Pemindahan Program LEAD berikutnya pada tahun 1999 ke Fakultas Sains sebagai lingkungan akademik yang sesuai untuk pengembangan etnosains sebagai pelengkap disiplin ilmu, Program LEAD yang multidisiplin selanjutnya berkembang dan mengkhususkan diri menjadi beberapa sub-disiplin yang menantang sebagai tindak lanjut. untuk etno-kedokteran, termasuk etno-botani/farmasi, etno-komunikasi/sejarah dan etno-ekonomi, dan, baru-baru ini, etnomatematika. Memulai pengalaman berbasis penelitian dari Program LEAD dalam berbagai subdisiplin etnosains terapan ini di tiga 'wilayah sasaran' geografisnya di Asia Tenggara, Afrika Timur, dan Wilayah Mediterania.

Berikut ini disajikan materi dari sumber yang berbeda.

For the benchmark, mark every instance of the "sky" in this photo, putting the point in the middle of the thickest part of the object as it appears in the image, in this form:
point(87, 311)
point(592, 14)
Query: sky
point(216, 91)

Metodologi penelitian khusus telah dikembangkan untuk mendokumentasikan, menganalisis dan menjelaskan sistem pengetahuan adat dalam konteks pembangunan yang dinamis, yang dikenal sebagai 'Pendekatan Etnosistem Leiden' yang membentuk dasar untuk metodologi penelitian komparatif regional, baik kualitatif maupun kuantitatif. Metodologi penelitian berorientasi IK spesifik mencakup tiga prinsip: 'Dimensi Historis' (HD), 'Bidang Studi Etnografi' (FES) dan 'Pandangan Peserta' (PV).
Analisis bivariat, multivariat, dan regresi berganda terkait data penelitian kuantitatif sistem pengetahuan adat dalam kaitannya dengan pola perilaku manusia telah menyinggung desain dan pengembangan model integrasi IKS berorientasi terapan (IKSIM) untuk memberikan hasil yang komprehensif, berbasis bukti. pendekatan pengentasan kemiskinan melalui lembaga adat, di mana sistem pengetahuan lokal dan global terintegrasi untuk mencapai pengurangan kemiskinan dan pembangunan berkelanjutan di tingkat masyarakat.Â
Strategi terpadu untuk pembangunan berkelanjutan di beberapa sektor di tingkat masyarakat, termasuk perawatan kesehatan, pendidikan, konservasi keanekaragaman hayati, komunikasi dan manajemen, telah dikemas dalam konsep pengembangan masyarakat berkelanjutan. Seperti pendapat Toledo (2001), konsep ini memungkinkan pendekatan yang lebih luas dan lebih integratif untuk mendefinisikan 'pengembangan masyarakat yang berkelanjutan' sebagai: "mekanisme endogen yang memungkinkan masyarakat untuk mengambil (atau mengambil kembali) kontrol dari proses yang mempengaruhinya" (Toledo, 1997).
Program Pembangunan Perserikatan Bangsa-Bangsa (UNDP, 1991) telah mendefinisikan pengembangan kapasitas masyarakat---juga dikenal sebagai pengembangan kapasitas---sebagai: "...suatu proses berkelanjutan jangka panjang, di mana semua pemangku kepentingan berpartisipasi (kementerian, pemerintah daerah, lembaga swadaya masyarakat, dan kelompok pengguna air). , asosiasi profesi, akademisi dan lain-lain). Sebagai tanggapan terhadap meningkatnya permintaan akan dukungan untuk strategi yang lebih efektif di tingkat nasional dan subnasional.